Tropospheric NO2 vertical column densities over Beijing: results of the first three years of ground-based MAX-DOAS measurements (2008–2011) and satellite validation
1Chinese Academy of Meteorological Sciences, Beijing, China
2Max Planck Institute for Chemistry, Mainz, Germany
*now at: CMA Meteorological Observation Centre, Beijing, China
Abstract.
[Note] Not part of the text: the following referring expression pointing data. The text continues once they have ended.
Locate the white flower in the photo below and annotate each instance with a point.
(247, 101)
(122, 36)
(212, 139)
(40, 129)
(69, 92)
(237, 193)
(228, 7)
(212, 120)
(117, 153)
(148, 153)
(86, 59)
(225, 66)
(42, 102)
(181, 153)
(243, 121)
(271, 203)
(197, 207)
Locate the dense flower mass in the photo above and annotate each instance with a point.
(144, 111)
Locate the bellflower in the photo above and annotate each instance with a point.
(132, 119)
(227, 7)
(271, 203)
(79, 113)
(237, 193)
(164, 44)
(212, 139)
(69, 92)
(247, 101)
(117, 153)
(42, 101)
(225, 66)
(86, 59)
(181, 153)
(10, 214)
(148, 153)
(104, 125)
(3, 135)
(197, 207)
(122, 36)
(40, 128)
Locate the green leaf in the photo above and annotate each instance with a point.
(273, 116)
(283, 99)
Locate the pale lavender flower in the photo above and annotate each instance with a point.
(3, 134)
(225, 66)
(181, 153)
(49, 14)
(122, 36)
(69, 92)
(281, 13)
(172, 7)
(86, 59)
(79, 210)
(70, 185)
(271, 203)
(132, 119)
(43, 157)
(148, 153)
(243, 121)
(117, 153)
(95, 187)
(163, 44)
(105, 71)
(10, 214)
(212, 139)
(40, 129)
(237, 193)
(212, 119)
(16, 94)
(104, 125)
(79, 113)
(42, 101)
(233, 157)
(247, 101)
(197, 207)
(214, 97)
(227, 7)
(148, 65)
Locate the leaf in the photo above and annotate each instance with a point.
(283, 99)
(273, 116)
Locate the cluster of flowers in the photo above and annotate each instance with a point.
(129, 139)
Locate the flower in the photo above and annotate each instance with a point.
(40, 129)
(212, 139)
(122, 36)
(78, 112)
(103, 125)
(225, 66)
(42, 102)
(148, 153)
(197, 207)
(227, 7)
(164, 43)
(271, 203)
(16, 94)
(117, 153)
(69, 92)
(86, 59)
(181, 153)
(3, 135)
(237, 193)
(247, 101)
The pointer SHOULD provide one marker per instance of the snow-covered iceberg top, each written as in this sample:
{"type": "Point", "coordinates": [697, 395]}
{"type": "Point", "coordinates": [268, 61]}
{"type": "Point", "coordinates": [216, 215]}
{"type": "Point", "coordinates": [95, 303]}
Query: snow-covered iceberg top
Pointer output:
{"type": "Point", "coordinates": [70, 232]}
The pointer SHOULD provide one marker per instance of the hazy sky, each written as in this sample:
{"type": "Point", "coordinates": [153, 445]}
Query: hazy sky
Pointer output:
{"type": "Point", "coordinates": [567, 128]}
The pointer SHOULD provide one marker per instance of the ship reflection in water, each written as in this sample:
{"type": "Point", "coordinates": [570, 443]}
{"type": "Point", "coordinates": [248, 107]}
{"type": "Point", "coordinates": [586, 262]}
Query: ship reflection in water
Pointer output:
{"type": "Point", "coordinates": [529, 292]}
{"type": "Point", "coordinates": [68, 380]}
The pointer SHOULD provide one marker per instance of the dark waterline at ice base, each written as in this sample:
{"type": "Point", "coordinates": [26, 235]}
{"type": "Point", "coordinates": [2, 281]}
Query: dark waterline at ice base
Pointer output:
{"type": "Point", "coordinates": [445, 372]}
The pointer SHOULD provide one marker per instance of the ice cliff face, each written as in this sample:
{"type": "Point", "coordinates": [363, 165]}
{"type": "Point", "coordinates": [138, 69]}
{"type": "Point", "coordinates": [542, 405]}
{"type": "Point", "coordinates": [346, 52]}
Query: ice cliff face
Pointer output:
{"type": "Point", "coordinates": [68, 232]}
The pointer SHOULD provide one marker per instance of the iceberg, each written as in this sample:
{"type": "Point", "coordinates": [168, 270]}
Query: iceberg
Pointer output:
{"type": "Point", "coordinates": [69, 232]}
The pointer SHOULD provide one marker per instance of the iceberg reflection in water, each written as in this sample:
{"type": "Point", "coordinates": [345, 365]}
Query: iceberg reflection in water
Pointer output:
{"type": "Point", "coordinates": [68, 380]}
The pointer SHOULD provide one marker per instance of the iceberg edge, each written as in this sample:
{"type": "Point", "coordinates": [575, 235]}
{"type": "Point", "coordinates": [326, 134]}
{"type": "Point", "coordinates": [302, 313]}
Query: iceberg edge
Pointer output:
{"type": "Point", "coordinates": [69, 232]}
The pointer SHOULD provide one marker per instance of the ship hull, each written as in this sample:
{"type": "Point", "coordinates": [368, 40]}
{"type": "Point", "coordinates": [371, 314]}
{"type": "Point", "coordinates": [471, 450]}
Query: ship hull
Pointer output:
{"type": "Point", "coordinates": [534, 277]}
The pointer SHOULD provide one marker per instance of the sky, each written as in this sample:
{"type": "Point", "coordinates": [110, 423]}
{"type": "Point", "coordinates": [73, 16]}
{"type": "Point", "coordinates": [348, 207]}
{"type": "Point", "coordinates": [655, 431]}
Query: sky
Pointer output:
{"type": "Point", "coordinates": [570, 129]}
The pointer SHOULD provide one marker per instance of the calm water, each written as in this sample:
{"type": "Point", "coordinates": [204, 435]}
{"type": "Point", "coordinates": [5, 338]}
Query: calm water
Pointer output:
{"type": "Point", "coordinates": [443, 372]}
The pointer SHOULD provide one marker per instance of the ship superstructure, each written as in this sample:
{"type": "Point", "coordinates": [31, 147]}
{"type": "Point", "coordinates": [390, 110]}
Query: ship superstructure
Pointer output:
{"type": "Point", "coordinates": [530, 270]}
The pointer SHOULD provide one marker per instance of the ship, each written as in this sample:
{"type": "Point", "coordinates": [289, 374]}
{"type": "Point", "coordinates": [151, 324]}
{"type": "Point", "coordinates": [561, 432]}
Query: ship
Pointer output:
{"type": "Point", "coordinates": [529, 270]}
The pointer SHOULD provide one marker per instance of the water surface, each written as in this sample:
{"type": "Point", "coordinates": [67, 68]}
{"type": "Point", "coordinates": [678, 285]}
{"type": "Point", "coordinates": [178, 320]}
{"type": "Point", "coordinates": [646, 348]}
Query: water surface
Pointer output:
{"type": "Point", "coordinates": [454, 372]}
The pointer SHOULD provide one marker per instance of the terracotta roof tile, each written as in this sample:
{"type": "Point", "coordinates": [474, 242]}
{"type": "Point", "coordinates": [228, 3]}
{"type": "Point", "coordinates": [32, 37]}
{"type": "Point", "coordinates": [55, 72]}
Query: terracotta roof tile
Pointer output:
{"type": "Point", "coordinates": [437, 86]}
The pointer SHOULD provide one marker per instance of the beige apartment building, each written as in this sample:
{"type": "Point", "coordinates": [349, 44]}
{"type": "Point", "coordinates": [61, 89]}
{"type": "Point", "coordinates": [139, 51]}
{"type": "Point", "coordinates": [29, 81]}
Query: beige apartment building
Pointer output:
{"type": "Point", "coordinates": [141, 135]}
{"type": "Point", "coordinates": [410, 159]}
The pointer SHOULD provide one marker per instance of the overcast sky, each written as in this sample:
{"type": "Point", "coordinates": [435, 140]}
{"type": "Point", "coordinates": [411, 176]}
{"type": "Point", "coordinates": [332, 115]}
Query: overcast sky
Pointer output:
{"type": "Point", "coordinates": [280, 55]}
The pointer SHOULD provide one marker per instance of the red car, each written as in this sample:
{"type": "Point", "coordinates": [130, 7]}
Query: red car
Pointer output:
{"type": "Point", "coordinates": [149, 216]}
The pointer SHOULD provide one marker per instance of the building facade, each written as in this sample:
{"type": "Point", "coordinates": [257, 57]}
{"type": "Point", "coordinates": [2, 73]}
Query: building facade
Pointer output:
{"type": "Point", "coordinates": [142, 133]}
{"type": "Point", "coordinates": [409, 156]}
Ground-based measurements of scattered sunlight by the Multi Axis Differential Optical Absorption Spectroscopy (MAX-DOAS) have been carried out at an urban site (39.95° N, 116.32° E) in Beijing megacity since 6 August 2008. In this study, we retrieved the tropospheric NO2 vertical column densities (VCDs) over Beijing from these MAX-DOAS observations from August 2008 to September 2011. Over this period, the daytime (08:00–17:00 Beijing Time (BJT, which equals UTC + 8)) mean tropospheric NO2 VCDs varied from 0.5 to 13.3 with an average of 3.6 during summertime, and from 0.2 to 16.8 with an average of 5.8 during wintertime, all in units of 1016 molecules cm−2. The average diurnal variation patterns of tropospheric NO2 over Beijing appeared to be rather different from one season to another, indicating differences in the emission strength and atmospheric lifetime. In contrast to previous studies, we find a small weekly cycle of the tropospheric NO2 VCD over Beijing. The NO2 VCD in the late afternoon was the largest on Saturday and the lowest on Sunday, and in the morning it reached a clear maximum on Wednesday. We also find a post-Olympic Games effect, with 39–54% decrease in the tropospheric NO2 VCD over Beijing estimated for August of 2008, compared to the following years. The tropospheric NO2 VCDs derived by our ground MAX-DOAS measurements show a good correlation with SCIAMACHY and OMI satellite data. However, compared with the MAX-DOAS measurements, the satellite observations underestimate the tropospheric NO2 VCDs over Beijing systematically, by 43% for SCIAMACHY and 26–38% for OMI (DOMINO v2.0 and DOMINO v1.02). Based on radiative transfer simulations, we show that the aerosol shielding effect can explain this underestimation, while the gradient smoothing effect caused by the coarse spatial resolution of the satellite observations could play an additional role.